Upstairs, Ruth lay in the bed. For the first time in nine months she had been able to sleep peacefully. "Where is Sam?" she thought. She wanted to ring the bell so she could get something to eat, for she was immensely hungry. She wanted her husband to see the children he helped her create. Just then, pains of sadness ripped through her. In a month's time, Emily, one of her babies would be sent to live in Vermont with her friend, Victoria. She turned to the other child, sleeping peacefully in the basket. "This is Rose." She said as she continued to look at the newborn infants. "You both will do things in your lives, some good and some unfortunately bad.
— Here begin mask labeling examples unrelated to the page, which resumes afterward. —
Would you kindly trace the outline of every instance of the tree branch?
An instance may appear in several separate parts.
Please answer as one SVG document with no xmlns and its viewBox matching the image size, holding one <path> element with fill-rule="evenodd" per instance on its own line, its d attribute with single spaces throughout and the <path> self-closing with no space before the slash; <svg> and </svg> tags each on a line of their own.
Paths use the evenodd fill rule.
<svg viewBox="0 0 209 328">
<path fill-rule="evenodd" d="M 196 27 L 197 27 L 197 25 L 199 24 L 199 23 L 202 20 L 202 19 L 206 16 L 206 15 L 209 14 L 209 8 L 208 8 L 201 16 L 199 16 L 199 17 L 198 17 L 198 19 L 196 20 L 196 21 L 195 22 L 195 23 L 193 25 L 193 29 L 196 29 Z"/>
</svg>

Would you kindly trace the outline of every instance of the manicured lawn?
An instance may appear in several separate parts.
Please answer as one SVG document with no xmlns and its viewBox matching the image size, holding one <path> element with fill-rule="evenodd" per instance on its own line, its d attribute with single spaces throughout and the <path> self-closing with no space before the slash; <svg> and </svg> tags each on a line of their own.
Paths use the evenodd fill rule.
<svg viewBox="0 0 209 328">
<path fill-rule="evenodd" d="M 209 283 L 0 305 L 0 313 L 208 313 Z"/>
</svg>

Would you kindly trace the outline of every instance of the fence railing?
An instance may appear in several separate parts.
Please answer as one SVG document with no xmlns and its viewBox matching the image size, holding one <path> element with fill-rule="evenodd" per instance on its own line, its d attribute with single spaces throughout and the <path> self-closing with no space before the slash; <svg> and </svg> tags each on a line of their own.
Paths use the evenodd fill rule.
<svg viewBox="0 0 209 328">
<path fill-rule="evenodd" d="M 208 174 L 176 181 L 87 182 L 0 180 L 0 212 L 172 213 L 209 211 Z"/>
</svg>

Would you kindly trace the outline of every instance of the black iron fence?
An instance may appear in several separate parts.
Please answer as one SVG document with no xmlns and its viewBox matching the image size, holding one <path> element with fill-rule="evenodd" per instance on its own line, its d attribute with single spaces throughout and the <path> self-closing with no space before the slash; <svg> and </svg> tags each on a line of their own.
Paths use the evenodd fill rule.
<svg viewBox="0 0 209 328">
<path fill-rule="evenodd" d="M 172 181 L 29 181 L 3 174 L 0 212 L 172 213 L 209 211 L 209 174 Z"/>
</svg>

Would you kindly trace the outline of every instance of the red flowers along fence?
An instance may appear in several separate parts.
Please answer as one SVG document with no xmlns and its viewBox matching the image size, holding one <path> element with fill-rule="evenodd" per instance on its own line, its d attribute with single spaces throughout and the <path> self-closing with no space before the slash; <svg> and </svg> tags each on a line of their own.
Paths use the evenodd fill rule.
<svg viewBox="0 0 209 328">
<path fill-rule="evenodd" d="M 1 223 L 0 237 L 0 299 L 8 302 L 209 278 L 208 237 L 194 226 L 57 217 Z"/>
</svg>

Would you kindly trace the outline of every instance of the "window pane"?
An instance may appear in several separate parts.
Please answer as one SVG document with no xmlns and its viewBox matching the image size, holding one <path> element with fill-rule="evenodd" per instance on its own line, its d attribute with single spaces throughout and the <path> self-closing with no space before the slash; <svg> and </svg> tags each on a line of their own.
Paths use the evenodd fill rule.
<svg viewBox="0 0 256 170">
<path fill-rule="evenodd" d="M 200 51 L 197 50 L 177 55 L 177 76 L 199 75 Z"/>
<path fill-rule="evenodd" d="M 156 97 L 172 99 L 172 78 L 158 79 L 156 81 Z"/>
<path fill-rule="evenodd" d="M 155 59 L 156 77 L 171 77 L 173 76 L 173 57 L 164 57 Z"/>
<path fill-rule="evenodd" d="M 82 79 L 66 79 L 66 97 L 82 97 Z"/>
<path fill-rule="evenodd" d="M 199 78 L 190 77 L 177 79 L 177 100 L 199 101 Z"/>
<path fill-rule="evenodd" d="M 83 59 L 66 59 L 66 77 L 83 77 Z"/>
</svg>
I have brought you both into this world. I will warn you, it's a cruel place." She said as she picked up Emily and held her. The red hair stuck out like a sore thumb. Did it make her more loveable, or did it show that this child, much like the other had an independent streak? Ruth didn't realize that Sam had left the house by now. Outside, the snow had become an all out blizzard.